Cellulose, Papier, Textilfasern und Dynamit
Cellulose
Cellulose gehört zu den Polysacchariden, einer Klasse von Biopolymeren, die vor allem in Pflanzen, durch glycosidische (acetalische) Verknüpfung von Zuckern (Monosacchariden) erzeugt wird. Das von Pflanzen durch Photosynthese aus Wasser und Kohlendioxid am weitaus häufigsten synthetisierte Monosaccharid ist die Glucose bzw. der Traubenzucker. Dementsprechend produzieren Pflanzen vorzugsweise auch Polysaccharide auf Basis von Glucose. Cellulose ist das am häufigsten in der Natur vorkommende organische Material überhaupt, gefolgt von der ebenfalls aus Glucose aufgebauten Stärke (bestehend aus Amylose und Amylopektin).
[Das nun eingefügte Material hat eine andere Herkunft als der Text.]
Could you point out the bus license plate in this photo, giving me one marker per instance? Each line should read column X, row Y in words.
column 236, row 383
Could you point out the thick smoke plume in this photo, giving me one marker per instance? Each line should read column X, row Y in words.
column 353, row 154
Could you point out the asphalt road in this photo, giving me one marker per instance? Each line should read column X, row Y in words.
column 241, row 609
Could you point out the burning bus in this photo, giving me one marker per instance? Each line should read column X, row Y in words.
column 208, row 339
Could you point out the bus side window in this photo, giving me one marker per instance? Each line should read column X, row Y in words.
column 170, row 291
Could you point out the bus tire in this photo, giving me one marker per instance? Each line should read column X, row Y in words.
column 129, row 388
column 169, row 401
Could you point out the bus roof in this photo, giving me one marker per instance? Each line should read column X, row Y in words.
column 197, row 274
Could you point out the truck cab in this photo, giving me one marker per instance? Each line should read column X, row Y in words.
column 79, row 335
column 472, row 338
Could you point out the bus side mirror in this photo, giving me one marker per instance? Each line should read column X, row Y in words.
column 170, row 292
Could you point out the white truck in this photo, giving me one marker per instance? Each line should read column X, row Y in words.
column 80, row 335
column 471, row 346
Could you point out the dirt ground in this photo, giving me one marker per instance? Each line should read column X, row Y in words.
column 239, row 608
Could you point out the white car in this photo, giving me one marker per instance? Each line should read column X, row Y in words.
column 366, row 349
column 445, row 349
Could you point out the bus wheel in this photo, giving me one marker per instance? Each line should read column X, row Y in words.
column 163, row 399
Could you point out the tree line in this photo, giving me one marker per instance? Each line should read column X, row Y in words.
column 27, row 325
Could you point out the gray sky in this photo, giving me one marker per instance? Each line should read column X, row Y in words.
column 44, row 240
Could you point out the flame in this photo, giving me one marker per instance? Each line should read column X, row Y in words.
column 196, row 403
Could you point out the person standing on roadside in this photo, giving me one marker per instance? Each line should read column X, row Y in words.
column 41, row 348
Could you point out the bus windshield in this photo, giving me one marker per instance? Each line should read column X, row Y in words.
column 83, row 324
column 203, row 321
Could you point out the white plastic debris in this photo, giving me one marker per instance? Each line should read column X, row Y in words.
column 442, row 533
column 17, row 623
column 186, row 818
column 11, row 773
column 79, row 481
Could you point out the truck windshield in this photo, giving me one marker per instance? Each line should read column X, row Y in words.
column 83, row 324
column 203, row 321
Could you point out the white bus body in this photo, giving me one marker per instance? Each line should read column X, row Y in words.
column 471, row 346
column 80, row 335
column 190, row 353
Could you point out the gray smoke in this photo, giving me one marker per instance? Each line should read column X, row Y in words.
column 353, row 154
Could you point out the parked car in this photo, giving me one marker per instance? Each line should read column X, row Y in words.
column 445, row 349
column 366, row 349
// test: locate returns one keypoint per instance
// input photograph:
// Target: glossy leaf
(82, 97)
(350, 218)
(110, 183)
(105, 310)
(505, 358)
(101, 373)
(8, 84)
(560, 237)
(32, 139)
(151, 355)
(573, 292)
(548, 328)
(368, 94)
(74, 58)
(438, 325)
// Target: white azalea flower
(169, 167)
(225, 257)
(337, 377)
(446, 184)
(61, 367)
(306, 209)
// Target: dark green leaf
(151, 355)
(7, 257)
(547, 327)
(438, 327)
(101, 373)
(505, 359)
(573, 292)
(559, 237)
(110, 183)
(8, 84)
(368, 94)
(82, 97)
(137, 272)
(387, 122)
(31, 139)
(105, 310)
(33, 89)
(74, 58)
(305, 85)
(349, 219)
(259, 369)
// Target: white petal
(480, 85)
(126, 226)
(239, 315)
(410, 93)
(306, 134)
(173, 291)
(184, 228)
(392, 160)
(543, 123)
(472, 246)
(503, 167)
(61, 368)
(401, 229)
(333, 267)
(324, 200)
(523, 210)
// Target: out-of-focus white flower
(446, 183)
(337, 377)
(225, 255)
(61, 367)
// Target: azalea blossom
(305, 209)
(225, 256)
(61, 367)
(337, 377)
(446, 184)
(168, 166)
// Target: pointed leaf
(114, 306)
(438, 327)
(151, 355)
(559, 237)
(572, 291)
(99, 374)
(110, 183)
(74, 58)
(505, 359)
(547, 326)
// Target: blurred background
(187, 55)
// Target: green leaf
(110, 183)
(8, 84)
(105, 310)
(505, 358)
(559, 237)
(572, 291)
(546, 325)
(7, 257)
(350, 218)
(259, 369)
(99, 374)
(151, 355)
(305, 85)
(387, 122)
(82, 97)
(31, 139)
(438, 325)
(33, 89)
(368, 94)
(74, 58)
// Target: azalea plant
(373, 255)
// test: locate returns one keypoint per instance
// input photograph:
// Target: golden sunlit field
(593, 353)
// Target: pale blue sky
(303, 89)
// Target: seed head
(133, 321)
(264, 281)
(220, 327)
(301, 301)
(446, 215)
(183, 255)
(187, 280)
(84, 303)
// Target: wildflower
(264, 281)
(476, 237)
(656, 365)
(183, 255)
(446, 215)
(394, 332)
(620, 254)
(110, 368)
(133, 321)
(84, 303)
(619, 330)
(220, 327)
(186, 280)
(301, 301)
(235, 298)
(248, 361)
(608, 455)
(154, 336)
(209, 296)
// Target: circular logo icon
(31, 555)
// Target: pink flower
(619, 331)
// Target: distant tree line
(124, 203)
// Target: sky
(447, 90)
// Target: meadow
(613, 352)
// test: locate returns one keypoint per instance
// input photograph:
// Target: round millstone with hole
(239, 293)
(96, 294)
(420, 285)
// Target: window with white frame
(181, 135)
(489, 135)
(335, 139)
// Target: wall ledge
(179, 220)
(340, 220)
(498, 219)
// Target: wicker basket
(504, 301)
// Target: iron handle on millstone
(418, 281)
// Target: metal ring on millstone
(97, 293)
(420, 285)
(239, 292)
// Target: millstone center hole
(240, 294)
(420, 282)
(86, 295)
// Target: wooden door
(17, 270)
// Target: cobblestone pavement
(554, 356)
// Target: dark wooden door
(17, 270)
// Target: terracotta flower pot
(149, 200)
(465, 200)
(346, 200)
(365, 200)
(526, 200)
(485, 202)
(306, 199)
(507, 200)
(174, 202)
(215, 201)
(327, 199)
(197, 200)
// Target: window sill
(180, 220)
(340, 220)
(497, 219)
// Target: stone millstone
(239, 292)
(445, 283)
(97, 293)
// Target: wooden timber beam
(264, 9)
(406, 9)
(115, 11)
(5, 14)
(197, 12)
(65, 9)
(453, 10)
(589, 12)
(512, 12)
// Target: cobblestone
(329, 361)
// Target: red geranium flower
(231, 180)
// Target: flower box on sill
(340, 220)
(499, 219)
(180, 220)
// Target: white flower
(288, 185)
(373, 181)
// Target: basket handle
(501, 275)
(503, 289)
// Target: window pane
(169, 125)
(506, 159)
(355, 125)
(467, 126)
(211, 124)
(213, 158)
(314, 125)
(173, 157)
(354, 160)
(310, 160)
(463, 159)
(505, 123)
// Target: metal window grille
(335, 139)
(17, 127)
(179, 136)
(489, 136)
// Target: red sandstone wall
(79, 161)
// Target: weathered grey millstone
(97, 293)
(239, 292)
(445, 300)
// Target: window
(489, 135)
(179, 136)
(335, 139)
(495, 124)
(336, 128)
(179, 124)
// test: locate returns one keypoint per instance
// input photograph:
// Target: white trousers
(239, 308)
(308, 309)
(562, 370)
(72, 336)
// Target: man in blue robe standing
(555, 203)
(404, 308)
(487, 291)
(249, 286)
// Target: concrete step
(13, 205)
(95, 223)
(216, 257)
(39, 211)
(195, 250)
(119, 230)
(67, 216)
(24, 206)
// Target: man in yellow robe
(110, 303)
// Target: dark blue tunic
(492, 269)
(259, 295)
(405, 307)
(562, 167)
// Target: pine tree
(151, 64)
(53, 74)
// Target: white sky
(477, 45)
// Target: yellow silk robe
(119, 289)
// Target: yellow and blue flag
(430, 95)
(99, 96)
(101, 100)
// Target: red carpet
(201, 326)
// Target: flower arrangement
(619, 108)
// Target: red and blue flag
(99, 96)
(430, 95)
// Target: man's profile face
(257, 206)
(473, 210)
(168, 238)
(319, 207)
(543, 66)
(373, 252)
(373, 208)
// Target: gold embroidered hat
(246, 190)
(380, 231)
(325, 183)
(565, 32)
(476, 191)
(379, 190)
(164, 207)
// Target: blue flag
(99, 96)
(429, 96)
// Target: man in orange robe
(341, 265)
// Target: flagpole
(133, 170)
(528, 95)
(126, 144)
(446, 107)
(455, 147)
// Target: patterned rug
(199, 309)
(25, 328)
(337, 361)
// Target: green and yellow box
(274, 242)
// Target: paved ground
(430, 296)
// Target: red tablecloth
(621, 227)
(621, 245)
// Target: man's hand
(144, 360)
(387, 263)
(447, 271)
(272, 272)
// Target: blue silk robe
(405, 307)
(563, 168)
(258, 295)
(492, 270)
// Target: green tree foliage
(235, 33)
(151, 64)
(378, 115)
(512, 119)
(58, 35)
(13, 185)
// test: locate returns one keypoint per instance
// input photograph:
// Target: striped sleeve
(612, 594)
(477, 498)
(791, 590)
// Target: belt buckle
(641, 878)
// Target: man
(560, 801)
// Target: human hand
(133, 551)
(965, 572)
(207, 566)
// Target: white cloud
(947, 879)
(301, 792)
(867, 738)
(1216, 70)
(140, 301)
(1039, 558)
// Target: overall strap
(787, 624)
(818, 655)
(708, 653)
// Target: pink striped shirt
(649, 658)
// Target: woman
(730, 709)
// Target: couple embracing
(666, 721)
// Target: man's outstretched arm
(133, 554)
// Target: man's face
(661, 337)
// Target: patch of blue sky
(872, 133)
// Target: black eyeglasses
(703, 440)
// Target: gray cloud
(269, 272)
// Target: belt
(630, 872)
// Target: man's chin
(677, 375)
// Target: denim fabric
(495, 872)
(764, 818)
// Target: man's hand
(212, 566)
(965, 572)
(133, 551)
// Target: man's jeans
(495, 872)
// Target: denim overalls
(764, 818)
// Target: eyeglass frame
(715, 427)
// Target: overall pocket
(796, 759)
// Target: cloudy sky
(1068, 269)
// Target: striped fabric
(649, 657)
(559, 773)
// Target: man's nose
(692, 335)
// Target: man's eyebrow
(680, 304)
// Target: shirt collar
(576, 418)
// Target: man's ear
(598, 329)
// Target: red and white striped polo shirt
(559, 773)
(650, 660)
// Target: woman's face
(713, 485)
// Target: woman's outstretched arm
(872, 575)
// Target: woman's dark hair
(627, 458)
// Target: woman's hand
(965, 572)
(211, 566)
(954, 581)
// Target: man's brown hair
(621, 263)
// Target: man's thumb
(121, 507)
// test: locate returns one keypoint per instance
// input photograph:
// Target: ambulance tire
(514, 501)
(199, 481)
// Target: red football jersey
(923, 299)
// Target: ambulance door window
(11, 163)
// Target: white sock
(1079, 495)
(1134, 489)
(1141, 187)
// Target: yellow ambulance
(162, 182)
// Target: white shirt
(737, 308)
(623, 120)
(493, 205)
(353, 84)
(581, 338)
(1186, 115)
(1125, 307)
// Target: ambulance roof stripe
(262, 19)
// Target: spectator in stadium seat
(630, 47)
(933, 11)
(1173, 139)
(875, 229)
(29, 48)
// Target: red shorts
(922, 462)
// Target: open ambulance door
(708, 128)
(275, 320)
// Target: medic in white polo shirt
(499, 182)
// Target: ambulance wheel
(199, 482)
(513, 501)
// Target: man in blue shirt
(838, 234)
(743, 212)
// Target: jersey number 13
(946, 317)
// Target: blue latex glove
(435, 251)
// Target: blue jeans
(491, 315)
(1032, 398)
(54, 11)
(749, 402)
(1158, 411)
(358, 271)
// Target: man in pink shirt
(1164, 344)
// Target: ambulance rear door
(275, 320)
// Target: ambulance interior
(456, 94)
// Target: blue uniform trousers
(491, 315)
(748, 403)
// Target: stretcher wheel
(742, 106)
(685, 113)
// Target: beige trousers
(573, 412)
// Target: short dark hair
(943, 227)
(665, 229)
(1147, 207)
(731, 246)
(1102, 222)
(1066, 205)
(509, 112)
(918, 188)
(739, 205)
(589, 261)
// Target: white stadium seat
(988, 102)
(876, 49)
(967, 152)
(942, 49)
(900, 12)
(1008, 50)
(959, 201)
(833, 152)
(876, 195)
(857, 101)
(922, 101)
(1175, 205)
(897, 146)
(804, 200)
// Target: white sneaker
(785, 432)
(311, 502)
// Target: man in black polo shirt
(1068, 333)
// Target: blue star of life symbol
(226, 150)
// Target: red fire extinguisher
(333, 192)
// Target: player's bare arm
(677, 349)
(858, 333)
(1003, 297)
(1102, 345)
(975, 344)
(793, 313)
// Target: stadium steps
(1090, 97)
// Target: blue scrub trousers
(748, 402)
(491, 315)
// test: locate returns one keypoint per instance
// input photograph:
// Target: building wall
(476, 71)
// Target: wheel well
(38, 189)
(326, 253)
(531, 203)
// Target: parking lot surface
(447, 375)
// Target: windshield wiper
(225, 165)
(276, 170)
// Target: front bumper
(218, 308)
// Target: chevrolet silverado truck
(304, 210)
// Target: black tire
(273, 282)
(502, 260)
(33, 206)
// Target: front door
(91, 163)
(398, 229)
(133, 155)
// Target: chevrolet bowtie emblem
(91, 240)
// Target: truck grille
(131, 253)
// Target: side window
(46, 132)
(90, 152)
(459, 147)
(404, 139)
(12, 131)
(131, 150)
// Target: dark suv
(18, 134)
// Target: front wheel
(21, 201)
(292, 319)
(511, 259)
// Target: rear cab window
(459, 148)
Der Unterschied zwischen beiden Polysacchariden besteht nur in der räumlichen Anordnung der glycosidischen Verknüpfung, aber dieser kleine Unterschied hat weitreichende Konsequenzen. Die Glucose selbst kann zwei Isomere (räumliche Varianten) ausbilden, die sich nach der Anordnung der OH-Gruppen am C-1-Atom, oberhalb (β) oder unterhalb (α) des als Ebene gedachten Ringes aus sechs Atomen unterscheiden (Formel 4). Die aus der α-Form heraus erfolgende Verknüpfung zum nächsten Glucosebaustein liefert Stärke, die β-Verknüpfung ergibt die Cellulose (Formel 4).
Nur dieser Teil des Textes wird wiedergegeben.